Disfruta de esos rayos de sol

y no te me escondas como un caracol;

si no te detienes ahora, te arrepentirás.

Hazme caso y apoquina:

aunque creas que la lluvia no se avecina,

cuando estés chorreando de mí te acordarás.

Me reí y aplaudí. Los verdaderos caldereros itinerantes son unos personajes que no abundan, y siempre me alegro de ver a uno. Mi madre decía que traían suerte, y mi padre los valoraba porque traían noticias. A mí me hacían falta unos cuantos artículos, y eso hizo que aquel encuentro fuera tres veces bienvenido.

– Hola, calderero -dijo Dedan componiendo una sonrisa-. Necesito fuego y una cerveza. ¿Cuánto falta para la próxima posada?

El calderero señaló por donde había venido.
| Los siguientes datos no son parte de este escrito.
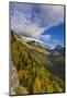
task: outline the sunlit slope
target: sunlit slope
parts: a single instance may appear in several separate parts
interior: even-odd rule
[[[64,91],[64,81],[45,68],[53,65],[48,59],[48,50],[43,48],[43,53],[40,51],[38,45],[36,45],[36,49],[33,47],[11,30],[11,57],[20,82],[20,86],[14,88],[15,94]]]

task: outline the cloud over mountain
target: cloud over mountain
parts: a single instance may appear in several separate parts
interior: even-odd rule
[[[11,28],[21,36],[36,39],[48,28],[64,23],[63,5],[11,3],[10,13]]]

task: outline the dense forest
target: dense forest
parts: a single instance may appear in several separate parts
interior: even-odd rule
[[[13,87],[16,95],[65,91],[64,50],[52,51],[34,40],[25,41],[13,30],[10,46],[11,61],[19,76],[19,86]]]

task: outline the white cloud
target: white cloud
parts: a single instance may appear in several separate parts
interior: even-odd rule
[[[51,40],[52,36],[51,35],[41,35],[40,38],[43,40]]]

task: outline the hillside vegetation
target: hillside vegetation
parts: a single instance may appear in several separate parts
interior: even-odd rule
[[[11,60],[19,75],[19,86],[13,87],[16,95],[63,93],[64,79],[51,73],[51,52],[45,47],[34,42],[26,42],[11,30]],[[63,59],[63,58],[60,58]],[[57,63],[63,63],[59,58]]]

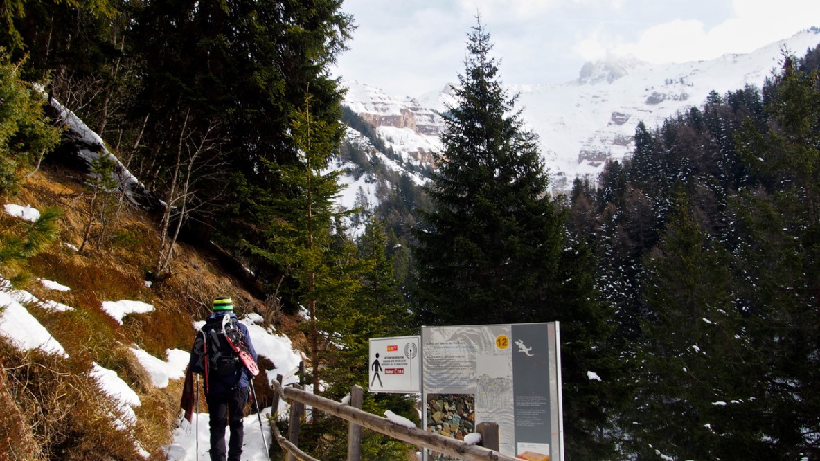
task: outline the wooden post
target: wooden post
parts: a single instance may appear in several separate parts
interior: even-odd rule
[[[364,390],[361,386],[353,385],[350,388],[350,406],[362,409],[364,401]],[[348,461],[362,459],[362,427],[353,422],[348,422]]]
[[[294,389],[302,390],[302,386],[294,384]],[[305,405],[302,402],[294,401],[290,405],[290,424],[288,427],[288,440],[290,443],[294,444],[294,446],[299,446],[299,424],[302,420],[302,413],[304,413]],[[296,456],[292,454],[288,454],[288,461],[297,461]]]
[[[279,381],[280,385],[281,385],[282,384],[282,375],[276,375],[276,381]],[[273,392],[273,402],[271,402],[271,415],[273,416],[273,422],[274,422],[274,423],[276,423],[276,416],[277,416],[277,413],[279,413],[279,399],[281,399],[282,396],[279,395],[279,391],[276,390],[276,386],[274,386],[273,389],[274,389],[274,392]]]
[[[498,422],[479,422],[476,427],[476,431],[481,435],[481,446],[499,450],[501,440],[499,437]]]

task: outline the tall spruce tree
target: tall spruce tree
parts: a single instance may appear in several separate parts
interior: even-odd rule
[[[508,98],[481,23],[449,107],[416,249],[423,321],[453,325],[543,319],[563,215],[549,197],[536,135]]]
[[[777,457],[755,436],[766,424],[755,377],[765,370],[736,307],[732,258],[702,229],[697,212],[679,190],[662,240],[645,261],[650,313],[633,377],[629,440],[645,456]]]
[[[617,398],[587,372],[614,381],[604,344],[609,313],[597,301],[590,252],[567,238],[537,138],[499,80],[491,48],[479,21],[458,105],[444,116],[433,209],[416,231],[417,313],[427,325],[560,322],[567,458],[606,459],[613,447],[605,413]]]
[[[739,272],[767,365],[763,431],[779,456],[820,457],[820,72],[785,57],[765,130],[747,123],[739,153],[760,185],[738,201]]]

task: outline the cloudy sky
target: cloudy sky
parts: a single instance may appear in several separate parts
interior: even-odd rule
[[[515,84],[563,83],[607,56],[667,62],[749,52],[820,27],[818,0],[344,0],[342,9],[358,29],[335,75],[393,96],[457,81],[476,15],[502,80]]]

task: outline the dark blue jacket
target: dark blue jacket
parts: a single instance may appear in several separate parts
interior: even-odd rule
[[[205,322],[211,322],[219,318],[219,322],[221,322],[223,315],[230,315],[235,319],[236,318],[236,315],[234,313],[223,311],[212,313],[208,316]],[[256,349],[253,349],[253,343],[251,342],[251,336],[248,333],[248,327],[245,326],[245,325],[241,322],[237,322],[236,326],[244,336],[245,345],[248,346],[248,350],[250,352],[251,357],[253,358],[253,361],[257,361],[259,357],[257,354]],[[197,337],[194,340],[194,347],[191,349],[191,358],[188,366],[194,373],[203,374],[205,372],[205,357],[203,344],[203,335],[200,333],[200,331],[197,331]],[[248,372],[248,368],[245,368],[244,367],[240,367],[239,370],[238,370],[232,376],[223,377],[209,376],[207,394],[216,394],[248,387],[250,386],[250,380],[253,377],[251,377],[250,372]]]

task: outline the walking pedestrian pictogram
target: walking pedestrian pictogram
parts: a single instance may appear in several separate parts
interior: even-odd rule
[[[375,375],[373,376],[372,381],[370,382],[370,386],[373,387],[373,383],[376,382],[376,379],[379,379],[379,386],[384,387],[385,385],[381,383],[381,377],[379,377],[379,372],[381,372],[381,364],[379,363],[379,353],[376,353],[376,360],[373,361],[373,364],[371,365],[371,369],[373,370]]]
– Unos veinte minutos. -Miró a Dedan-. Pero no me irás a decir que no necesitas nada más -le previno-. Todos necesitamos algo.

Dedan meneó la cabeza educadamente.

– Lo siento mucho, calderero. Llevo la bolsa vacía.

– ¿Y tú? -El calderero me miró de arriba abajo-. Se ve a la legua que tú sí necesitas algo.

– Sí, me faltan algunas cosas -admití. Al ver que los otros miraban con anhelo el camino, les hice señas-. Adelantaos. Ya os alcanzaré.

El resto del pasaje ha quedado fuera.